In our opinion, to ensure a protective effect of pre-hospital MTH for sTBI, the following aspects must be taken into account: 1) appropriate selection of therapeutic indication, such as sTBI with GCS 8–4, increased ICP or fever, 2) MTH safety factors such as the extent of hypothermia, the starting time, and the duration of hypothermia. The longer durations of hypothermia such as 5 days or more might be more effective for a subgroup of patients with sTBI (Citation13,Citation15,Citation16); 3) The focused treatment is based on the type of cranial injury; and 4) other concurrent treatments (Citation13,Citation24).

This study did have some limitations. The numbers of patients recruited seems small enough to show a treatment effect. The ICP data on day 4 after treatment were not available.
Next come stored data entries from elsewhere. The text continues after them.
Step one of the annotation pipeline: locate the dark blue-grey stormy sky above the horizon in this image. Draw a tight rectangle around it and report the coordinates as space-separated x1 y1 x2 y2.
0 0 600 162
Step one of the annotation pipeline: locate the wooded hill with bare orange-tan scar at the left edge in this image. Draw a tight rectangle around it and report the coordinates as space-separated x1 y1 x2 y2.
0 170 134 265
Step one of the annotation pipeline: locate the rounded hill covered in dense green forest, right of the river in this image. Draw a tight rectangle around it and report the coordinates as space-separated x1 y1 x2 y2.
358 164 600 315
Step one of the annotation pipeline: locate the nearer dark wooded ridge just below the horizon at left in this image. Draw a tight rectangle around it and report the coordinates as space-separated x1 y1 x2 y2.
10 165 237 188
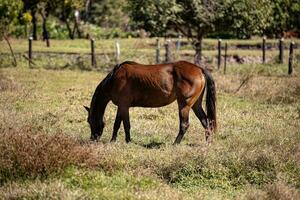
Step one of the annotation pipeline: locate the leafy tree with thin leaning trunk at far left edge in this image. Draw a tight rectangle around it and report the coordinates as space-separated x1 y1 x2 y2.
0 0 23 66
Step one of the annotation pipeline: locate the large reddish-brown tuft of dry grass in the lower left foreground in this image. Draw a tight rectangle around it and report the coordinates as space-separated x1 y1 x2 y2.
0 127 98 184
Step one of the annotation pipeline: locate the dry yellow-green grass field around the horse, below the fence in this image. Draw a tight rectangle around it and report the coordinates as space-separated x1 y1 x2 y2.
0 38 300 199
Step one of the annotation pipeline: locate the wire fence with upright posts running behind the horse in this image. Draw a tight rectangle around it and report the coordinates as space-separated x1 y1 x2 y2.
0 38 300 72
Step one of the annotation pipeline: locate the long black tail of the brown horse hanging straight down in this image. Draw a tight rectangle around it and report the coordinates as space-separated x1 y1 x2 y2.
204 70 217 130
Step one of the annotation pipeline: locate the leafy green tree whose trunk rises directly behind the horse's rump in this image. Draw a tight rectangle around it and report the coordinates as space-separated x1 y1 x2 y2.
127 0 223 64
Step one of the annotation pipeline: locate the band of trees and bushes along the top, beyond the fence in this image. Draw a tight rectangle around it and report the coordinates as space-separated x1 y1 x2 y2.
0 0 300 40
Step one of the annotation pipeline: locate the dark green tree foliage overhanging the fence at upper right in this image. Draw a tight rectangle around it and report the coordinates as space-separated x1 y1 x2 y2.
127 0 300 40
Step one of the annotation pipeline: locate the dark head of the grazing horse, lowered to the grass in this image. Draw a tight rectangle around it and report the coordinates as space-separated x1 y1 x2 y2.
84 106 105 141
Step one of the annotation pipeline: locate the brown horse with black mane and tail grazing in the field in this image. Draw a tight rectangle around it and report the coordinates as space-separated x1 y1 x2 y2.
85 61 216 144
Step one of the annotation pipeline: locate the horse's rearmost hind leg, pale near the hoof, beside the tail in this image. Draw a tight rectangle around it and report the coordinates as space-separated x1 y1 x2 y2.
193 100 212 143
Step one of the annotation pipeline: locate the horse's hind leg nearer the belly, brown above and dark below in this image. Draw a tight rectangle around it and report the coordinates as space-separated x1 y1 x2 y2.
174 103 191 144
We failed to control intracranial pressure within the desired range for patients in both groups, possibly related to the patient etiology with brain swelling after sTBI (Citation29). Our results, combined with current knowledge, indicate that more studies should be conducted to determine the mechanism, the threshold of initiation of MTH, and adverse effects of MTH (Citation2,Citation17,Citation18,Citation21,Citation27,Citation28,Citation31,Citation36,Citation37). Appropriate unified physiological and biological indicators can be selected for effective monitoring. Moreover, multicenter clinical trials of TTM will help determine the exact protective mechanism of MTH on brain tissue and prevent possible side effects of MTH when treating sTBI.

Conclusion

In conclusion, this study demonstrated that pre-hospital MTH can reduce intracranial hypertension and improve clinical outcomes for patients with sTBI. The therapy is a simple, practical, and effective measure applicable for the treatment of patients with sTBI.

Acknowledgments

The present study was supported by the Scientific Research Fund of Affiliated Hospital Hangzhou Normal University, the Science and Technology Department of Hangzhou, China (No.20120533Q22, 20150733Q18,20191203B103). The authors gratefully acknowledge the Second Affiliated Hospital of Zhejiang University.

Disclosure statement

No potential conflict of interest was reported by the author(s).

Additional information

Funding

This work was supported by the Science and Technology Department of Hangzhou, China [20120533Q22,20150733Q18,20191203B103].